A less cumbersome hunt for the Triforce
Originally, you gathered pieces of the Triforce by finding charts in eight different areas scattered across Wind Waker’s world and brought those undecipherable charts to a character named Tingle, who read them to you if you paid him some Rupees. But now you only have to do the chart process for three of the pieces. You get the remaining five by going directly to their locations.
Upgraded Picto Box
The Picto Box enabled you to take up to three black-and-white photographs (later on, these could be color pictures when you got the Deluxe Picto Box). It was useful for completing certain side missions. In Wind Waker HD, the Picto Box now stores up to 12 photos.
And in a move no doubt inspired by the dominance of social sites like Facebook and Instagram in our real lives, Link can now take pictures of himself. He has a dozen different expressions, like his wide-eyed look of surprise [below]. You can post any photos you take with the Picto Box to the Miiverse, Nintendo’s social network for the Wii U.

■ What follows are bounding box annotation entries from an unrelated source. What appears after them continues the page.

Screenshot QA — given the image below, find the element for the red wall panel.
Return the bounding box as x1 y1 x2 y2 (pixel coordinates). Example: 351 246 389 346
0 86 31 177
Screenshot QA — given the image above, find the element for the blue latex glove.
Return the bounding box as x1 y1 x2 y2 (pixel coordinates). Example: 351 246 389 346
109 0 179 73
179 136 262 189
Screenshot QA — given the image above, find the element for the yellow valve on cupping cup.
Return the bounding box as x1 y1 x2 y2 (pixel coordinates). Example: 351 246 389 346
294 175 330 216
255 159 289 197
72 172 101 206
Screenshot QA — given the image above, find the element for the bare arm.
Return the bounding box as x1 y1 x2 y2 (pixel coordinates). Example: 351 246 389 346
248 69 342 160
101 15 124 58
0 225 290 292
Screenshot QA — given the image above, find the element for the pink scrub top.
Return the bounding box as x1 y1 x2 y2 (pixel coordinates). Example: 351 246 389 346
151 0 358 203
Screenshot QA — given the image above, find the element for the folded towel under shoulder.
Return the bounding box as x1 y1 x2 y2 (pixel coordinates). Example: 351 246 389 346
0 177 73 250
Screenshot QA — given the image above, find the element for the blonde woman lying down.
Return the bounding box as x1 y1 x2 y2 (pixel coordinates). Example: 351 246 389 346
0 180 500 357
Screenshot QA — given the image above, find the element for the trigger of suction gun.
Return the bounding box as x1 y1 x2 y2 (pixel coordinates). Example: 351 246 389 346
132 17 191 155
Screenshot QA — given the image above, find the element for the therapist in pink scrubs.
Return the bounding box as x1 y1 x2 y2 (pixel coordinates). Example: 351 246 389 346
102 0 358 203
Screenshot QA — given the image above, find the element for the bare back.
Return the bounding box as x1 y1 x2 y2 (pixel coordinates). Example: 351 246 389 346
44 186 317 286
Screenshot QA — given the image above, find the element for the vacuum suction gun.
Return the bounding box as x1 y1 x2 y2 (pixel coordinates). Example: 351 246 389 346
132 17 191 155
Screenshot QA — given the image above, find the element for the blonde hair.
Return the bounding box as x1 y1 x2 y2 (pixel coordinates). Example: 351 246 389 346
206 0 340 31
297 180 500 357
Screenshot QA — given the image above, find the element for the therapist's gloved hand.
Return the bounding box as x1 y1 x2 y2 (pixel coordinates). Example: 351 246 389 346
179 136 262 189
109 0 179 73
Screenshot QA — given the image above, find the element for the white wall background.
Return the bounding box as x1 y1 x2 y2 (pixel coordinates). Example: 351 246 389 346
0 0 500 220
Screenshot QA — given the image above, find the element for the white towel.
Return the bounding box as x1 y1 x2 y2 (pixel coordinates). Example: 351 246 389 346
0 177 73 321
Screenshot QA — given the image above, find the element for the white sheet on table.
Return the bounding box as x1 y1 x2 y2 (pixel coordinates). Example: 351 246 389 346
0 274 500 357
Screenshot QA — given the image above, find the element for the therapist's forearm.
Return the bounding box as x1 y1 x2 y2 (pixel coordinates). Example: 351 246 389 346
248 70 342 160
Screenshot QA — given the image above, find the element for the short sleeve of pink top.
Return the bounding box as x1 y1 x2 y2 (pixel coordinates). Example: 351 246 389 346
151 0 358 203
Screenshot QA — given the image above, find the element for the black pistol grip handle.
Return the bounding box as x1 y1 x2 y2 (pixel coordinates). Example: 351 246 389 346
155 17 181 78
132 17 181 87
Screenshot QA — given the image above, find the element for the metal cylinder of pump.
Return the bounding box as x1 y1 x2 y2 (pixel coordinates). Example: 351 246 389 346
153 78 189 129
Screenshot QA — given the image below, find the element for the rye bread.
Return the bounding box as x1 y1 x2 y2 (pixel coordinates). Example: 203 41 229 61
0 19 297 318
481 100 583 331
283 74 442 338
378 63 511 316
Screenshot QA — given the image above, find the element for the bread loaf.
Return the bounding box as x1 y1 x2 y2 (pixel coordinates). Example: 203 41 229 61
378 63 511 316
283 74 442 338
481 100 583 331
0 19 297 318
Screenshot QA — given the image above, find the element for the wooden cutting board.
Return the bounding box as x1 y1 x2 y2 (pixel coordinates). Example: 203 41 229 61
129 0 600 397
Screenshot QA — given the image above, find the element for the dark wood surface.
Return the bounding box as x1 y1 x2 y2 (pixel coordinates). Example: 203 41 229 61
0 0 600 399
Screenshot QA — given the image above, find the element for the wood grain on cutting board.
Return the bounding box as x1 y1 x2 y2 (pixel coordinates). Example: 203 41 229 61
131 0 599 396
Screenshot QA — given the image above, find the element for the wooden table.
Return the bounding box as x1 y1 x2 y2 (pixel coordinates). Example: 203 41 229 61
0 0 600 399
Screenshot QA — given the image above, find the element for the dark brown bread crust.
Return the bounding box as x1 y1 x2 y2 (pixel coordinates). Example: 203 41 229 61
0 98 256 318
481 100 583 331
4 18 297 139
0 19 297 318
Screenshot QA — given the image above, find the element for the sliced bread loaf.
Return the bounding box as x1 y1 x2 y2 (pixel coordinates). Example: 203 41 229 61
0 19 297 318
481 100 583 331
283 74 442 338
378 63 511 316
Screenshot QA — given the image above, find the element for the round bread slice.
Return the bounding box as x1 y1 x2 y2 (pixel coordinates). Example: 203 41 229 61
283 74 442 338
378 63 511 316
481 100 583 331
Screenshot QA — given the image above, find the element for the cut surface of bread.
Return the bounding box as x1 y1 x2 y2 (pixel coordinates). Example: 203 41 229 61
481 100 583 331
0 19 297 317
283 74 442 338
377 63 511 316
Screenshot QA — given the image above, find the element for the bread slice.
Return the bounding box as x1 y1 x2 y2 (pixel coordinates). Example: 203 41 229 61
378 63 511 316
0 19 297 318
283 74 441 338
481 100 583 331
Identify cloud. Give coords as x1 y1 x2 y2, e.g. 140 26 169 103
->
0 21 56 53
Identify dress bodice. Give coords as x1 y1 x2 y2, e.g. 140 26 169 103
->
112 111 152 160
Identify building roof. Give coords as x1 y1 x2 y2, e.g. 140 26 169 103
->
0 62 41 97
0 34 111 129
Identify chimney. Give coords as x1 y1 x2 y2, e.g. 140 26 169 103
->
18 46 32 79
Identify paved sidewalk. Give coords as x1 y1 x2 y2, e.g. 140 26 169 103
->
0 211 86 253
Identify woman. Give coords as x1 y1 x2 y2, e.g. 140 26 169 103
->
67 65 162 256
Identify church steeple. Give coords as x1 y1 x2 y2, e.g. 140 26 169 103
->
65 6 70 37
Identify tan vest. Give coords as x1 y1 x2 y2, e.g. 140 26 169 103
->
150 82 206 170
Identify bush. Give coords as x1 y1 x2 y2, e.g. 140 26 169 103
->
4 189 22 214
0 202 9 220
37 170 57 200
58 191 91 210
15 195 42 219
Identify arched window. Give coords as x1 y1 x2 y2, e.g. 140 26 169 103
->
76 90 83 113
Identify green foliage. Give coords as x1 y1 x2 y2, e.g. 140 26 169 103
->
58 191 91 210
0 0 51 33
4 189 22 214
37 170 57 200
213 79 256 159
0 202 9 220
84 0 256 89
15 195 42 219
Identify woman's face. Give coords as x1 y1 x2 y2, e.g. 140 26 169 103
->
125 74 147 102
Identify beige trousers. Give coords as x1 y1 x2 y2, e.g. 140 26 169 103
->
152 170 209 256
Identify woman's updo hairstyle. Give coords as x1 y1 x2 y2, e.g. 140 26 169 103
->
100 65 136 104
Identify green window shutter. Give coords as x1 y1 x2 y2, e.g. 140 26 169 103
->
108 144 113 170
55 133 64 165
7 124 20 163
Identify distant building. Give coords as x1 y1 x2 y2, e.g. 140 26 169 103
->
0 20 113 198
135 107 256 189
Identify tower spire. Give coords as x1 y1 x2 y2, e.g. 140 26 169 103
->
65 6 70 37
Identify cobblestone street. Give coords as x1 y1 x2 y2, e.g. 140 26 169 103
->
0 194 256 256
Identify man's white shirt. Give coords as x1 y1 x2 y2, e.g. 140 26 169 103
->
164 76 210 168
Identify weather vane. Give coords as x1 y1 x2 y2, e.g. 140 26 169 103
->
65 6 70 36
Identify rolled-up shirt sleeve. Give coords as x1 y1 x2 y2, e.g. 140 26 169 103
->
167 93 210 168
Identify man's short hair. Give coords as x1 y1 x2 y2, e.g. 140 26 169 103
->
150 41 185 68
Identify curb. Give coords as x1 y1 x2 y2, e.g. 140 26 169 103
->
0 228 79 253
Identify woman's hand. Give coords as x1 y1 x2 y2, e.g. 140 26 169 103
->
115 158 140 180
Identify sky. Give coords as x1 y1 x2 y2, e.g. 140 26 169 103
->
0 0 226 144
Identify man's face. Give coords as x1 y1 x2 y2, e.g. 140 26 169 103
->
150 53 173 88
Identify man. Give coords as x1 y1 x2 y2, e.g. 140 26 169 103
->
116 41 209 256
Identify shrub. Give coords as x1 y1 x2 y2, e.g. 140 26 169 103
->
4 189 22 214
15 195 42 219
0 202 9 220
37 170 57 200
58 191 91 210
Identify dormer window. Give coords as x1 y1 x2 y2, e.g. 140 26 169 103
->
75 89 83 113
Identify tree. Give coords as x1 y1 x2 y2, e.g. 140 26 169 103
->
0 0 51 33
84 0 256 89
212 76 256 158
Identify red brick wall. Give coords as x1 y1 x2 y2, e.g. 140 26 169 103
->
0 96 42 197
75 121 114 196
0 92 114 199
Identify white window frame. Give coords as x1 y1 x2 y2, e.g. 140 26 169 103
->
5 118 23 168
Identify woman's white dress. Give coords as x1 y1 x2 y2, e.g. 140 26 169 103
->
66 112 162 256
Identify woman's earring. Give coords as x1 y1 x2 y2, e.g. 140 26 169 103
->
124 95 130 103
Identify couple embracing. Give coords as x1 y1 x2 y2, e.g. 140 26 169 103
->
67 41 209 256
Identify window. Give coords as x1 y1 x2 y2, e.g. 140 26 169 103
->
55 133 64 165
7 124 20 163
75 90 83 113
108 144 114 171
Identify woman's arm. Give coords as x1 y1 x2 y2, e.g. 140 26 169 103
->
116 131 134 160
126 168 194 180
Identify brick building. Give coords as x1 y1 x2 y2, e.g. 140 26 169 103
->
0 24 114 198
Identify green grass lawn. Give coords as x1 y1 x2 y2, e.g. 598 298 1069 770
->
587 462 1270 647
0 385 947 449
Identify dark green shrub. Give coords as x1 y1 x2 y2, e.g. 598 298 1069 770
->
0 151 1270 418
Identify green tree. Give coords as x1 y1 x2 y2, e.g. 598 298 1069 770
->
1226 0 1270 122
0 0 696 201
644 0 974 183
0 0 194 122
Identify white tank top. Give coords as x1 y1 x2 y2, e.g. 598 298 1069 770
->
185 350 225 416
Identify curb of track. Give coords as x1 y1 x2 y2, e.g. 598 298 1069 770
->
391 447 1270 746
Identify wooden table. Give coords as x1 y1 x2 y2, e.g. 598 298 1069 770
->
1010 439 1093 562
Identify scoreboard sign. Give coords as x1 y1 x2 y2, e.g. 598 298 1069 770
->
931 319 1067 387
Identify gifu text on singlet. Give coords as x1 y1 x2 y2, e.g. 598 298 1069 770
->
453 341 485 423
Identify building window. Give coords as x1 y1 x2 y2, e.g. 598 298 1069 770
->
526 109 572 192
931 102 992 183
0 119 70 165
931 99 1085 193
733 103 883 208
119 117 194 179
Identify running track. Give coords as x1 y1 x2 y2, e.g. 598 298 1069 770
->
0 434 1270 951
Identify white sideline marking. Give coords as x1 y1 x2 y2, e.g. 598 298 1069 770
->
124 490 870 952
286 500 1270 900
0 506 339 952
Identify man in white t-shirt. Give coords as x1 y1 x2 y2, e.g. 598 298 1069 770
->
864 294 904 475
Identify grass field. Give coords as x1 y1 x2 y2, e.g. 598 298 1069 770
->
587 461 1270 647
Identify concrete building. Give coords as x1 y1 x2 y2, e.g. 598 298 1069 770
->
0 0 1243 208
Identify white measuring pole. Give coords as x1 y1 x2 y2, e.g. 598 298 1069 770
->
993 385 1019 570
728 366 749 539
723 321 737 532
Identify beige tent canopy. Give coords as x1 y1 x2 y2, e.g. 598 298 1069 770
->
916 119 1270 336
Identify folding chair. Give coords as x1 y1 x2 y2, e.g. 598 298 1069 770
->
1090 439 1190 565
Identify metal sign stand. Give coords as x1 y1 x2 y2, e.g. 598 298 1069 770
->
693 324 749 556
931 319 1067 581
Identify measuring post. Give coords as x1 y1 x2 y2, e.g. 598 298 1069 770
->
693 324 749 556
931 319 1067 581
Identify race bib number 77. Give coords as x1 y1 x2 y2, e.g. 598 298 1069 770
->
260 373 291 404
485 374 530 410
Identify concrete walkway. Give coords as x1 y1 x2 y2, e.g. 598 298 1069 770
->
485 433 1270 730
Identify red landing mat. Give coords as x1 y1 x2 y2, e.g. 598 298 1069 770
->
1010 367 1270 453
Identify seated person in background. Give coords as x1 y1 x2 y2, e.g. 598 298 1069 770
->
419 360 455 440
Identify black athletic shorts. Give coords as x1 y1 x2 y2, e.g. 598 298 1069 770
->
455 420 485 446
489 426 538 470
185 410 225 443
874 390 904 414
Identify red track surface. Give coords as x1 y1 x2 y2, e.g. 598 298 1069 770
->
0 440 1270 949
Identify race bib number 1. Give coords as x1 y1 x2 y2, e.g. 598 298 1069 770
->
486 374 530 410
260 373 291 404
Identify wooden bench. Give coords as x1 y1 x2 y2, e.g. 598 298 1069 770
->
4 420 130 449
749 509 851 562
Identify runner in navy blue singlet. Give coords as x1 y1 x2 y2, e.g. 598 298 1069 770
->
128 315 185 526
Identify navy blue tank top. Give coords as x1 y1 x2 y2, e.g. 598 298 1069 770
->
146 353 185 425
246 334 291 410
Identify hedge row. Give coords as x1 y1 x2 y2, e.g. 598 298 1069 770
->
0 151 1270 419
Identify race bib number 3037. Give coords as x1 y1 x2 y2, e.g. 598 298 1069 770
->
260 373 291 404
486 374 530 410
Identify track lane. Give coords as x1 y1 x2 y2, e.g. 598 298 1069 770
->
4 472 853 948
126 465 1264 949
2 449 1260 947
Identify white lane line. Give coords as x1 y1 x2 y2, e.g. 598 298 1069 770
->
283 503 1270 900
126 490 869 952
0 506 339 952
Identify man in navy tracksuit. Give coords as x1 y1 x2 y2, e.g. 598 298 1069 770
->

The Tingle Bottle replaces the Tingle Tuner, an in-game device that you used to talk to Tingle during your quest (as well as find Tingle statues) by connecting a Game Boy Advance to the GameCube. While you can still grab those statues, the Tingle Bottle uses the Miiverse to send and receive messages from random players. You find these washed up in beaches and other places in Wind Waker HD. Eventually, you can send your own posts and screenshots in those bottles for other players to find.
You can flip through your inventory and maps in real time on the Wii U’s GamePad controller, with a separate Bottles tab containing messages from any Tingle Bottles you end up finding. Wind Waker HD also supports Off-TV Play, so you can play the entire game on your GamePad if someone is using your TV.